Anticipating the Effects of 2021's AML Changes
June 25, 2021
By Jean-François Lefebvre
Sixteen months into the pandemic and finally some hope emerges for life going back to a new normal amid the challenges posed by COVID-19.
Happily, jurisdictions that offer iGaming activities have seen a spike in the level of play by their online patrons. What will the next months look like in the gaming industry? If there are still lots of uncertainties, one thing remains for sure: the new AML requirements that came into force on June 1, 2021 bring new challenges for casino organizations.
Indeed, since FINTRAC was created back in 2000, there may have never been so many new requirements implemented on one specific day. What does this mean for land-based casinos and iGaming? There’s certainly food for thought for the road ahead.
On November 16, 2020, FINTRAC issued its Notice on forthcoming regulatory amendments and flexibility (the “Notice”), stating that it “understands that many may face challenges in meeting these new and changing obligations because of pandemic-related stresses on their businesses”. For context, the Notice was meant to give further guidance on the expectations of the federal agency towards Reporting Entities, including casinos. On January 22, 2021, FINTRAC’s Implementation of Regulatory Amendments was posted on its website and included a roll-out plan.

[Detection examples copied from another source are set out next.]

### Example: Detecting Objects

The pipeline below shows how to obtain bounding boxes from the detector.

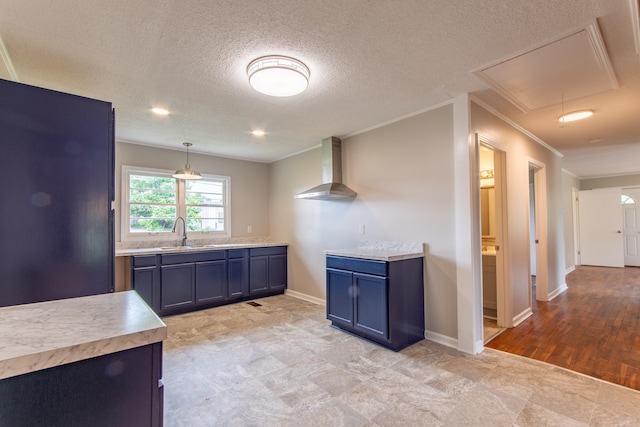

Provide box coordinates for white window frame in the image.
[120,165,231,241]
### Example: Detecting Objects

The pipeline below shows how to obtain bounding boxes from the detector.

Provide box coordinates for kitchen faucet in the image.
[171,216,187,246]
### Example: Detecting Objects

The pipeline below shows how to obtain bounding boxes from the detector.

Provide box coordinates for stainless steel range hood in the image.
[296,136,357,200]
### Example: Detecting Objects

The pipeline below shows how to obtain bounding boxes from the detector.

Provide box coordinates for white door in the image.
[622,188,640,267]
[578,188,624,267]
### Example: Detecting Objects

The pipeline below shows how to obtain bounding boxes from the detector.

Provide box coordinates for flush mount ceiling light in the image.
[247,56,310,97]
[480,169,494,179]
[151,107,169,116]
[173,142,202,179]
[558,110,593,123]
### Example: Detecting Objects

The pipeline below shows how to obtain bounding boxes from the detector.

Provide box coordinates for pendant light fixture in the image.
[173,142,202,179]
[247,55,310,97]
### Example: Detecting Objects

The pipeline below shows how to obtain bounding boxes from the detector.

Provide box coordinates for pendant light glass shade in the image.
[173,142,202,179]
[247,56,310,97]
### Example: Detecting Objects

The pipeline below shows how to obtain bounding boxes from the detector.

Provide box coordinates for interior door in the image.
[622,188,640,267]
[578,188,624,267]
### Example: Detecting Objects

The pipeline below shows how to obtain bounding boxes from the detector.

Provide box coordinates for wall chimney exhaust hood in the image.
[296,136,357,200]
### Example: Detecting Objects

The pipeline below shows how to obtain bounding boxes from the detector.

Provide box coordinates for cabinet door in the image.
[327,268,354,326]
[196,260,227,304]
[249,255,269,294]
[131,266,158,312]
[269,254,287,291]
[353,273,389,339]
[160,263,195,311]
[228,258,246,299]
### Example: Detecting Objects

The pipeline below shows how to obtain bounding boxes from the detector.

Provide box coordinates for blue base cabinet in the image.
[131,246,287,316]
[249,246,287,295]
[326,255,424,351]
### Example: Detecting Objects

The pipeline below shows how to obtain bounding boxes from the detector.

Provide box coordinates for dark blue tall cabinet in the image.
[0,79,114,306]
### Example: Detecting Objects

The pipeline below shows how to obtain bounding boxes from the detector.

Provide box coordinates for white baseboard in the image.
[424,330,458,350]
[513,307,533,328]
[284,289,327,306]
[549,283,569,301]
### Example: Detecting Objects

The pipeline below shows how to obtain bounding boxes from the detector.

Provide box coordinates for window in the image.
[121,166,230,240]
[620,194,636,205]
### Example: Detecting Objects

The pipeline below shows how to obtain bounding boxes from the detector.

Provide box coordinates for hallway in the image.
[486,266,640,390]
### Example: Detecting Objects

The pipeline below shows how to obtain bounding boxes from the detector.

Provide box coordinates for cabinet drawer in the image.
[227,249,245,259]
[161,251,225,265]
[249,246,287,256]
[133,255,156,267]
[327,256,389,276]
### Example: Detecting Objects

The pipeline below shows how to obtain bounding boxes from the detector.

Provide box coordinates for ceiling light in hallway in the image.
[558,110,593,123]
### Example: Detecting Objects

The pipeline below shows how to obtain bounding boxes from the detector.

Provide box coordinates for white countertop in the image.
[116,242,289,257]
[324,248,424,261]
[0,291,167,379]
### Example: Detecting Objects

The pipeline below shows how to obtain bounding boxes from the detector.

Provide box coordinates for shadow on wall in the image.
[424,247,458,338]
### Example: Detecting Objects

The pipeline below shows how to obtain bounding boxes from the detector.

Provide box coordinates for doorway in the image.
[477,136,509,343]
[528,159,549,308]
[620,187,640,267]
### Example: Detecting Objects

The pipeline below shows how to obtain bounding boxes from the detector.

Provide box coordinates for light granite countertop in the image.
[0,291,167,379]
[324,241,424,261]
[116,242,289,257]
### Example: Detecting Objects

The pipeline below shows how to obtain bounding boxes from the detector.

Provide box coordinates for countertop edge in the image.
[0,291,168,380]
[324,249,424,261]
[115,242,289,257]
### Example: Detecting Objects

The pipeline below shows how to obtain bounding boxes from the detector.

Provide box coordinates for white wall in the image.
[562,171,580,270]
[114,142,269,242]
[270,105,457,337]
[580,175,640,190]
[471,103,565,318]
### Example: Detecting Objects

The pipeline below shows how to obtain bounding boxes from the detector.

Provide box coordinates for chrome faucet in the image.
[171,216,187,246]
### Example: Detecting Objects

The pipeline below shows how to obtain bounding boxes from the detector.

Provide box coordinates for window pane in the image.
[187,193,224,206]
[129,175,176,191]
[129,174,178,233]
[620,194,636,205]
[185,181,224,206]
[187,218,224,232]
[129,188,176,204]
[187,206,224,231]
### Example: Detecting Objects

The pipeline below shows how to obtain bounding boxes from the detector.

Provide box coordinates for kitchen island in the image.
[325,242,424,351]
[0,291,167,426]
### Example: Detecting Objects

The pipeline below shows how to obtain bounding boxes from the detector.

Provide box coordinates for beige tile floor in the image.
[163,295,640,427]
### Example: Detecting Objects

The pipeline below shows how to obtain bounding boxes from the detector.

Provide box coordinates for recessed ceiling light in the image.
[558,110,593,123]
[151,107,169,116]
[247,56,310,97]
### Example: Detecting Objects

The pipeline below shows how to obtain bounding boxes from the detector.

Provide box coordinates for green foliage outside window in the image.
[129,174,224,233]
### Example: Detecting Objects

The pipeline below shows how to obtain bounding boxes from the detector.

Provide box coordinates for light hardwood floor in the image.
[487,266,640,390]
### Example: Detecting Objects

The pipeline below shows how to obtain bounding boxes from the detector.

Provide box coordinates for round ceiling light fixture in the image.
[558,110,593,123]
[247,55,310,97]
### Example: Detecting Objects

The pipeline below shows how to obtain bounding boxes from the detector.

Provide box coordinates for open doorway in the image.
[477,136,509,343]
[528,159,549,308]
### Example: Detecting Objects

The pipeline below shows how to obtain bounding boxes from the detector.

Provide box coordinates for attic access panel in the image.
[473,22,618,113]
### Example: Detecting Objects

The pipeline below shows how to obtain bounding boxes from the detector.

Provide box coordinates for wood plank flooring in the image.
[486,266,640,390]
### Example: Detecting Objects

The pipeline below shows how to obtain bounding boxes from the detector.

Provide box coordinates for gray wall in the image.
[580,175,640,190]
[270,105,457,337]
[115,142,269,242]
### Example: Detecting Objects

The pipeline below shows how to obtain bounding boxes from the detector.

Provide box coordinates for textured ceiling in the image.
[0,0,640,176]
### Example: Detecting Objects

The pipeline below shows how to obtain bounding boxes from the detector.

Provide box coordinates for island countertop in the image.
[0,291,167,379]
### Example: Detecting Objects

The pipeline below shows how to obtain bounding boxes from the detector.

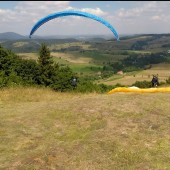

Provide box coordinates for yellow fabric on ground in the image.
[108,87,170,94]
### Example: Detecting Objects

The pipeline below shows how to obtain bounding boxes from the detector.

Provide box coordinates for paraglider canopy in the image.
[29,10,119,40]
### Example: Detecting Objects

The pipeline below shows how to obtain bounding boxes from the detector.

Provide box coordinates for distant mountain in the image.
[0,32,28,40]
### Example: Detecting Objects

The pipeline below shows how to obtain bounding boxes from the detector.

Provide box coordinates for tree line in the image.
[0,44,113,92]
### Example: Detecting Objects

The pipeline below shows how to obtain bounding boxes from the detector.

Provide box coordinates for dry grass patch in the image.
[0,88,170,170]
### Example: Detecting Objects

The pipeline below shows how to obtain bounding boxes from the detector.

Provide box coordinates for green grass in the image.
[0,88,170,170]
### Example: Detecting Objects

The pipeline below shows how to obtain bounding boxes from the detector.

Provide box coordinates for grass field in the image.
[0,88,170,170]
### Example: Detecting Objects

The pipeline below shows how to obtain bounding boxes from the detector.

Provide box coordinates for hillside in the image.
[0,34,170,53]
[0,88,170,170]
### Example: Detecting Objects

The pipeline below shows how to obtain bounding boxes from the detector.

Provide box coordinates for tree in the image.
[38,44,54,86]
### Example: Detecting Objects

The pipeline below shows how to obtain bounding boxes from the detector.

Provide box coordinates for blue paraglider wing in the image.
[29,10,119,40]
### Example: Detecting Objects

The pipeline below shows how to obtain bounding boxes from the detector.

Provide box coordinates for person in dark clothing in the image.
[152,75,159,87]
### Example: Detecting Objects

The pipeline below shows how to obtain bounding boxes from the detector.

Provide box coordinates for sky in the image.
[0,1,170,36]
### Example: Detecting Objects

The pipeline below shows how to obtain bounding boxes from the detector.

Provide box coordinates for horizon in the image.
[0,1,170,36]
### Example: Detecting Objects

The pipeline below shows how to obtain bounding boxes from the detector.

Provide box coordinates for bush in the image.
[166,77,170,84]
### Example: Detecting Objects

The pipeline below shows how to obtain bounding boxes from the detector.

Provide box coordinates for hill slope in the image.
[0,88,170,170]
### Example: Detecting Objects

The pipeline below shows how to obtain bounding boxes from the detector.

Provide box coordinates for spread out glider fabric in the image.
[108,87,170,94]
[29,10,119,40]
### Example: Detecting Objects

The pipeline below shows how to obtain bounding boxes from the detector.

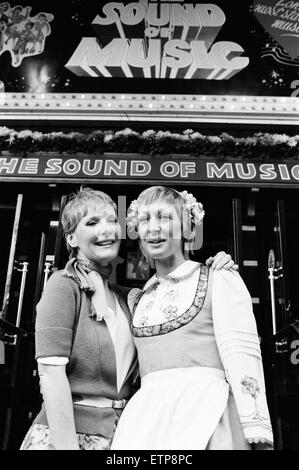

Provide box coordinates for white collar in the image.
[143,260,200,290]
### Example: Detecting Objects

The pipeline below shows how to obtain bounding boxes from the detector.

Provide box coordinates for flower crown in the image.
[126,191,205,230]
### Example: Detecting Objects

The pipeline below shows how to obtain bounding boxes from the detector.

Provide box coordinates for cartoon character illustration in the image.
[12,21,35,66]
[0,2,54,67]
[10,5,31,24]
[34,13,54,52]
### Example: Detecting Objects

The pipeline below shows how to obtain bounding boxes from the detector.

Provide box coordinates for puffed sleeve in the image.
[212,270,273,446]
[35,271,78,359]
[127,287,142,314]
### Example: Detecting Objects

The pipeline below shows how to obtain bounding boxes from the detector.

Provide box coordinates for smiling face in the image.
[138,199,184,266]
[67,203,121,266]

Despite the new requirements coming into effect on June 1, 2021, the application of some of these new obligations, mostly reporting, is postponed to either March 1, 2023 for new Large Cash Transactions (“LCTRs”) and Suspicious Transactions (“STRs”) reporting forms, and March 1, 2024 for new Casino Disbursements (“CDRs”) and Electronic Funds Transfers (“EFTRs”) reporting forms.
To say the least, the road ahead will remain bumpy and drawn out for many Canadian organizations trying to comply with the new regulations.
In short, both FINTRAC and Canadian organizations will benefit from an extension of the implementation period. Despite the notices mentioned above, there has been confusion about what would be applicable in June and what would be postponed. Casino organizations are expected to be compliant with many new record-keeping obligations by now. FINTRAC mentioned in its Notice that the flexibility measures would apply to certain new record-keeping and reporting requirements. For instance, application of the new 24-hour rule is postponed and casino organizations are expected to continue using the current 24-hour rule up to March 1, 2023 for LCTRs and March 1, 2024 for CDRs (and EFTRs).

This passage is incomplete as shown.